Objective speech intelligibility prediction using a deep learning model with continuous speech-evoked cortical auditory responses

Youngmin Na; Hyosung Joo; Le Thi Trang; Luong Do Anh Quan; Jihwan Woo

doi:10.3389/fnins.2022.906616

Objective speech intelligibility prediction using a deep learning model with continuous speech-evoked cortical auditory responses

Front Neurosci. 2022 Aug 18:16:906616. doi: 10.3389/fnins.2022.906616. eCollection 2022.

Authors

Youngmin Na¹, Hyosung Joo², Le Thi Trang², Luong Do Anh Quan², Jihwan Woo^{1

2}

Affiliations

¹ Department of Biomedical Engineering, University of Ulsan, Ulsan, South Korea.
² Department of Electrical, Electronic and Computer Engineering, University of Ulsan, Ulsan, South Korea.

Abstract

Auditory prostheses provide an opportunity for rehabilitation of hearing-impaired patients. Speech intelligibility can be used to estimate the extent to which the auditory prosthesis improves the user's speech comprehension. Although behavior-based speech intelligibility is the gold standard, precise evaluation is limited due to its subjectiveness. Here, we used a convolutional neural network to predict speech intelligibility from electroencephalography (EEG). Sixty-four-channel EEGs were recorded from 87 adult participants with normal hearing. Sentences spectrally degraded by a 2-, 3-, 4-, 5-, and 8-channel vocoder were used to set relatively low speech intelligibility conditions. A Korean sentence recognition test was used. The speech intelligibility scores were divided into 41 discrete levels ranging from 0 to 100%, with a step of 2.5%. Three scores, namely 30.0, 37.5, and 40.0%, were not collected. The speech features, i.e., the speech temporal envelope (ENV) and phoneme (PH) onset, were used to extract continuous-speech EEGs for speech intelligibility prediction. The deep learning model was trained by a dataset of event-related potentials (ERP), correlation coefficients between the ERPs and ENVs, between the ERPs and PH onset, or between ERPs and the product of the multiplication of PH and ENV (PHENV). The speech intelligibility prediction accuracies were 97.33% (ERP), 99.42% (ENV), 99.55% (PH), and 99.91% (PHENV).

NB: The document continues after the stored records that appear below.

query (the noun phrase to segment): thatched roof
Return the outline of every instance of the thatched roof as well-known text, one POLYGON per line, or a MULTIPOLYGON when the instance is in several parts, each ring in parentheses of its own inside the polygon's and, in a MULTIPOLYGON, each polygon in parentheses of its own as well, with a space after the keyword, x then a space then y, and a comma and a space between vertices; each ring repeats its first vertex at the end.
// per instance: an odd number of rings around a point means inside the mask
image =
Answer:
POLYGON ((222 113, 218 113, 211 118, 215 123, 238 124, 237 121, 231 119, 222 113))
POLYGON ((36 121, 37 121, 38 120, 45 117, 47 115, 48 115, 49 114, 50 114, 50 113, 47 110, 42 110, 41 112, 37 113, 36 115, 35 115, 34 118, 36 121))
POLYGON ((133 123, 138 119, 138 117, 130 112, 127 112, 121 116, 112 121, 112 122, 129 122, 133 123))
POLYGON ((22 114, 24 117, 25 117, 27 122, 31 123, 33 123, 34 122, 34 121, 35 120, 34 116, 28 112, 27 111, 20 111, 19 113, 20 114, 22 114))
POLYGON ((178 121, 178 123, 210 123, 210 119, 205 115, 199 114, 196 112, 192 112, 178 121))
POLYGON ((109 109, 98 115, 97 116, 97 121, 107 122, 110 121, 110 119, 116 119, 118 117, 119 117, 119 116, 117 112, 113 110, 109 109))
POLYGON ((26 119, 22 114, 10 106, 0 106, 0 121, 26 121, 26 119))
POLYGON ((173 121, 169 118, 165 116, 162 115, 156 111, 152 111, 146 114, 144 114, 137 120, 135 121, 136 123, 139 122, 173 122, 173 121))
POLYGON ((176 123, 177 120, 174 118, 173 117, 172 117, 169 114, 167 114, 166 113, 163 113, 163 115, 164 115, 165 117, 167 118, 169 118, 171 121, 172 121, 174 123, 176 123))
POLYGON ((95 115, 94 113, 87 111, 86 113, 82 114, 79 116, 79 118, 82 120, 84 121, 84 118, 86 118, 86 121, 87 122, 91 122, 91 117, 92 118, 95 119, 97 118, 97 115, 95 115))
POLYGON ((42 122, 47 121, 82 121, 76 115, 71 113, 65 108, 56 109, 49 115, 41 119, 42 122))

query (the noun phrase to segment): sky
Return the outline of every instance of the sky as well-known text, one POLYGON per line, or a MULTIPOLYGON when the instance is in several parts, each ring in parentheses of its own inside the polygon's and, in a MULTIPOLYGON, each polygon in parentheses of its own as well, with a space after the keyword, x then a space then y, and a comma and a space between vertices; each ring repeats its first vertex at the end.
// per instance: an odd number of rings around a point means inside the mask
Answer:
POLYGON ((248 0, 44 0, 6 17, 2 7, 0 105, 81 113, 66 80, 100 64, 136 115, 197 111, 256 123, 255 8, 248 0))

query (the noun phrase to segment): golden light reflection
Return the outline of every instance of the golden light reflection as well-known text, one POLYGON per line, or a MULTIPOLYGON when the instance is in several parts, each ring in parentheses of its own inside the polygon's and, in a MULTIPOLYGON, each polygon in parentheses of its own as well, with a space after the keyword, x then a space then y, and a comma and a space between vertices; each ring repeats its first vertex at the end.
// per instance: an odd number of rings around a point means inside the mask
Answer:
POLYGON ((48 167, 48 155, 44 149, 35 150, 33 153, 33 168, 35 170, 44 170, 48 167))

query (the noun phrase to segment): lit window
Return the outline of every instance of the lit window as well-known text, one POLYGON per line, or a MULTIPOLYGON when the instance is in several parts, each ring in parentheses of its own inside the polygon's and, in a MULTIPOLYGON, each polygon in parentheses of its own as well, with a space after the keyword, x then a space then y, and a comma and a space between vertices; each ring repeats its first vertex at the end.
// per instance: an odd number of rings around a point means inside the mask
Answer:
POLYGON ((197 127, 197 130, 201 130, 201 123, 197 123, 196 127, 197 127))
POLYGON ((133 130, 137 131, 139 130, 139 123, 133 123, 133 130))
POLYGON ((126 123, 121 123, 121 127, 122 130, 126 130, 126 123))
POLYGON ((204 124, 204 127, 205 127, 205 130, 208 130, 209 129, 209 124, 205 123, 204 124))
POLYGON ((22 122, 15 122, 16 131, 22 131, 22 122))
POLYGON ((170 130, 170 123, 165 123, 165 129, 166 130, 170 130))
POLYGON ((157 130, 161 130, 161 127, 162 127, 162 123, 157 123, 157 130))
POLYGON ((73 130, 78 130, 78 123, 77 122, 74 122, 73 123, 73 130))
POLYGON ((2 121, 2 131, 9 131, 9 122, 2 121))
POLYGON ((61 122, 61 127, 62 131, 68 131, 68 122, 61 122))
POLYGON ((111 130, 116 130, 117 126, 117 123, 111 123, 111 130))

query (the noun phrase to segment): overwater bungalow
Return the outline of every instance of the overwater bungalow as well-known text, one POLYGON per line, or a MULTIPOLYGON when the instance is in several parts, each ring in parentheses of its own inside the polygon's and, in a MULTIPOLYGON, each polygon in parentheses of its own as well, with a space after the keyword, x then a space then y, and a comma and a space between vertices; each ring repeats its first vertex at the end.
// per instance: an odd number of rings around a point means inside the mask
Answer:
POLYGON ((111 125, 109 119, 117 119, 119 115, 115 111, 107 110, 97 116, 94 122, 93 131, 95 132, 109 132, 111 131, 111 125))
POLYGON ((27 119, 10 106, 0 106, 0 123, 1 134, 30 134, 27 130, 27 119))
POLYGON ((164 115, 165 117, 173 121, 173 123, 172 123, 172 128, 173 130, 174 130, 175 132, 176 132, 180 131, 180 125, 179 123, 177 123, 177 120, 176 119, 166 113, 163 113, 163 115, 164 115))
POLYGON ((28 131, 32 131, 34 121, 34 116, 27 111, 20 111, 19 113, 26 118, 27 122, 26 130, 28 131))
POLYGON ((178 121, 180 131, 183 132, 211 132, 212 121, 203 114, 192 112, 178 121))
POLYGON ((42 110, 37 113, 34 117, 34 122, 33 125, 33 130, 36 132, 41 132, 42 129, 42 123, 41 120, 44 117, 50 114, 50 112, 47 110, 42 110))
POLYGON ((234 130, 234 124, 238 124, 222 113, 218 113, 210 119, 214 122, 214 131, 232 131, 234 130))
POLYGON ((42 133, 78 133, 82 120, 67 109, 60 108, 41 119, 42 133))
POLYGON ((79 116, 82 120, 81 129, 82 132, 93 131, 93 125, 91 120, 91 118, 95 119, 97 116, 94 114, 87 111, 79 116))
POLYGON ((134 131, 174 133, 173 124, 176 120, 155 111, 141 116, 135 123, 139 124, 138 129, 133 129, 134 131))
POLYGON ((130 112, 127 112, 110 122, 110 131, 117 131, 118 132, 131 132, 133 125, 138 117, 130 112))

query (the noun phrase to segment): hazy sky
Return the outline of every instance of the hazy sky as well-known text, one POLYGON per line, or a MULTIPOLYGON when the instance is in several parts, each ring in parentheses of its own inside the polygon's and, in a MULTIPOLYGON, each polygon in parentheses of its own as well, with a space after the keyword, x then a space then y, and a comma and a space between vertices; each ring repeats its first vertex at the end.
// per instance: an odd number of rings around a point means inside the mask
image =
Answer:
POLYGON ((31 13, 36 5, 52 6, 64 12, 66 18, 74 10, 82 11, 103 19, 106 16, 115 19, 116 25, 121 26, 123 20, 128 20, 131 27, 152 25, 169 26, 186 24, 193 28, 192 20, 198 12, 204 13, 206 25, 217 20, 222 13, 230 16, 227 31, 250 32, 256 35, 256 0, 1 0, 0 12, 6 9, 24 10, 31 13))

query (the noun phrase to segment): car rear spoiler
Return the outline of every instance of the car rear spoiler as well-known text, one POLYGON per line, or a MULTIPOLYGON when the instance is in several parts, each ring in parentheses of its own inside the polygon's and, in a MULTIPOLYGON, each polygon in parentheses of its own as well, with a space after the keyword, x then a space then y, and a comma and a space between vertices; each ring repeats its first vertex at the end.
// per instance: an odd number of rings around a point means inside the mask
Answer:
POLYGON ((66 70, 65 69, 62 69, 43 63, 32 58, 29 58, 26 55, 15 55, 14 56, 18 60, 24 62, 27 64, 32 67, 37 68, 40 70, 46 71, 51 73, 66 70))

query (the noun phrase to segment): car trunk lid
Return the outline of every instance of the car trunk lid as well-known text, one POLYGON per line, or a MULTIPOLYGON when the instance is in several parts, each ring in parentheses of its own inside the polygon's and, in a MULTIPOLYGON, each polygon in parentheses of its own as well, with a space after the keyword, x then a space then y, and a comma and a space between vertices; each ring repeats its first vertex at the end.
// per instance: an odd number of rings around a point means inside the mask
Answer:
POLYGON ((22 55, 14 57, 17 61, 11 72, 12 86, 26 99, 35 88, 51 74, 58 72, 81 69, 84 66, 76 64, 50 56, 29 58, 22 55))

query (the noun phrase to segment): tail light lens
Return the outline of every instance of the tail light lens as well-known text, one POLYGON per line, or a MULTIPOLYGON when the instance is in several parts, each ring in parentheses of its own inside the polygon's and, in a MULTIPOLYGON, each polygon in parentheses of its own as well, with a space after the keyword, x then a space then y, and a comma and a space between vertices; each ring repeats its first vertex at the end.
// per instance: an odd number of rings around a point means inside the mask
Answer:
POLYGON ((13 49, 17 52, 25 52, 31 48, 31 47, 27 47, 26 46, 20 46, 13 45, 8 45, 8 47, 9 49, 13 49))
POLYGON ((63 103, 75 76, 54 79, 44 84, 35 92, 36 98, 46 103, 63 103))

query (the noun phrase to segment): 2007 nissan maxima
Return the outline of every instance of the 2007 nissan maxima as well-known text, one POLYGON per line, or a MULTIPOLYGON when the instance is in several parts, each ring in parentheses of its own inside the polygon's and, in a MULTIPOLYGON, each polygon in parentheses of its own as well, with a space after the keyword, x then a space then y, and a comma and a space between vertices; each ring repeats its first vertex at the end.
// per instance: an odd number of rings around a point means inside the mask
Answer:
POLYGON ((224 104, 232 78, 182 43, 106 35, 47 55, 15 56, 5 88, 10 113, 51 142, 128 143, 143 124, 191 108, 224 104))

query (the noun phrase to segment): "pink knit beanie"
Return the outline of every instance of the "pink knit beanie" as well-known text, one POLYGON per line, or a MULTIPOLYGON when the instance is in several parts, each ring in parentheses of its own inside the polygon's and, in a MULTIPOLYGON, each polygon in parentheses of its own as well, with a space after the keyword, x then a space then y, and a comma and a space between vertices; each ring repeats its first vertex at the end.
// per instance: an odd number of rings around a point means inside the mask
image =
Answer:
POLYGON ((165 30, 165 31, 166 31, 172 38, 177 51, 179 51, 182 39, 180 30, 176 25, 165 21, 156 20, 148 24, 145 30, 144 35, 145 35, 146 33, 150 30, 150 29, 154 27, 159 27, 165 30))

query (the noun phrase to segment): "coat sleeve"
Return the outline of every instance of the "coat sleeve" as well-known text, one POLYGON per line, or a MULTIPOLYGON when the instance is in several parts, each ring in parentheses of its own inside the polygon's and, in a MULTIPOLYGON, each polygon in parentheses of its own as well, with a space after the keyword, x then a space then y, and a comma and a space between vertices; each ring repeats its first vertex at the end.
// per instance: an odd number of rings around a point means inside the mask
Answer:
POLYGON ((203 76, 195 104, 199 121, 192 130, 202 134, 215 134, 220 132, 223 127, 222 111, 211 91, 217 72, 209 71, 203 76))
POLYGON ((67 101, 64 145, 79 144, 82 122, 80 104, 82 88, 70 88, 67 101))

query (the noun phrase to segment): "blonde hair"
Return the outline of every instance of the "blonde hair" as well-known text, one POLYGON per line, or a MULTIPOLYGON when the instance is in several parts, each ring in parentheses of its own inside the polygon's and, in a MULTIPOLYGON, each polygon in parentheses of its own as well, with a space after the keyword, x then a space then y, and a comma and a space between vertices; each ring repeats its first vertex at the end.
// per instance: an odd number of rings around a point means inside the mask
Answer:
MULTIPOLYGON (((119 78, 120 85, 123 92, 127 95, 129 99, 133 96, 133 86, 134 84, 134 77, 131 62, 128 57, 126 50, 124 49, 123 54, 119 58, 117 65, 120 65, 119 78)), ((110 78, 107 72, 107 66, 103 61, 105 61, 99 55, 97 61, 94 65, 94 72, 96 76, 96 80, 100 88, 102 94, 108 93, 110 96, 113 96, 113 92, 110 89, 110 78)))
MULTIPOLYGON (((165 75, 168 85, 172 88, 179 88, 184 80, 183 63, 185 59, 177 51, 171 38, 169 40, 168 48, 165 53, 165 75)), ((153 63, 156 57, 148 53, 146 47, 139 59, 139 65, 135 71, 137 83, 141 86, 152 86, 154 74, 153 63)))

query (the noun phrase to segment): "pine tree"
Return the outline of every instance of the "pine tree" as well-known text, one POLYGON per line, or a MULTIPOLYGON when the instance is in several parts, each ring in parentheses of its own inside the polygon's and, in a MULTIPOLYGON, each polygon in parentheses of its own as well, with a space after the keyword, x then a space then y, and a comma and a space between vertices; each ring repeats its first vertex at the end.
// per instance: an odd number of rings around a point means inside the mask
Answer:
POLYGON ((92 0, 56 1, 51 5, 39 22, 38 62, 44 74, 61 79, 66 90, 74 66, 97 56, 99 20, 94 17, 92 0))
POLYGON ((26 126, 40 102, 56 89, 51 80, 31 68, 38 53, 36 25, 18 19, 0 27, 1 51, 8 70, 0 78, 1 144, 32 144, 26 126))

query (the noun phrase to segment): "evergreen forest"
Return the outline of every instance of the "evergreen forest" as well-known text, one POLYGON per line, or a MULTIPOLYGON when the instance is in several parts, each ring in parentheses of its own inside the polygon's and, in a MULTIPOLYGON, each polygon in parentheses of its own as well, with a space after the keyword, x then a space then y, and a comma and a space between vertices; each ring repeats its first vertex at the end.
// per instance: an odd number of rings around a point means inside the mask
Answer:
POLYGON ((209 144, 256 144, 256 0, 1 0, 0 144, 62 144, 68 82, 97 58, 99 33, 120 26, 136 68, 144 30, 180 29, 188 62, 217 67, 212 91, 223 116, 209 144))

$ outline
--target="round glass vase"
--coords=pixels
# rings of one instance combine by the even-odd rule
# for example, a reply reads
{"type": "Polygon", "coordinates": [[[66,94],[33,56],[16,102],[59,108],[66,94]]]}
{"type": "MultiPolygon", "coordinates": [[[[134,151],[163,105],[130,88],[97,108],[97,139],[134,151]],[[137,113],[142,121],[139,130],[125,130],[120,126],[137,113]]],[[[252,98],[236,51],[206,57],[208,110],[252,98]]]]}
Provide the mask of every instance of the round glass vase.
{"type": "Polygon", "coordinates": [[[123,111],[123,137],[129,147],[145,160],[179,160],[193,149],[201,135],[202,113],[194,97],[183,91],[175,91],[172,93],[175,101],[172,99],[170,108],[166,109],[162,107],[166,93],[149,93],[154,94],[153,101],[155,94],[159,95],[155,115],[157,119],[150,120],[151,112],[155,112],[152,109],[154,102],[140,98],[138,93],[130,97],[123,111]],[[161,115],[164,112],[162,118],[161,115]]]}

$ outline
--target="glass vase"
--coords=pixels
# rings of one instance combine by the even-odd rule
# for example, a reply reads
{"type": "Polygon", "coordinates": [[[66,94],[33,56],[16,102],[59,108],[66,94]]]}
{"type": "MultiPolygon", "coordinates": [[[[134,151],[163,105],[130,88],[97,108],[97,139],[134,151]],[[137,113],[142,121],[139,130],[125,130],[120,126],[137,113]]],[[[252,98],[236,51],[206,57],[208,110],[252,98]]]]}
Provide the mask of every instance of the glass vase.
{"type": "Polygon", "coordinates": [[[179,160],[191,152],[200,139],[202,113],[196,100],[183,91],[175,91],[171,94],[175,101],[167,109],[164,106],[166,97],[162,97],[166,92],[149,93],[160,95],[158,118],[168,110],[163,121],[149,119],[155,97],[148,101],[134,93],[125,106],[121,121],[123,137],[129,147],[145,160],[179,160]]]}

The models were interpreted using the occlusion sensitivity approach. While the ENV models' informative electrodes were located in the occipital area, the informative electrodes of the phoneme models, i.e., PH and PHENV, were based on the occlusion sensitivity map located in the language processing area. Of the models tested, the PHENV model obtained the best speech intelligibility prediction accuracy. This model may promote clinical prediction of speech intelligibility with a comfort speech intelligibility test.

Keywords: EEG; continuous speech; deep-learning; occlusion sensitivity; speech intelligibility.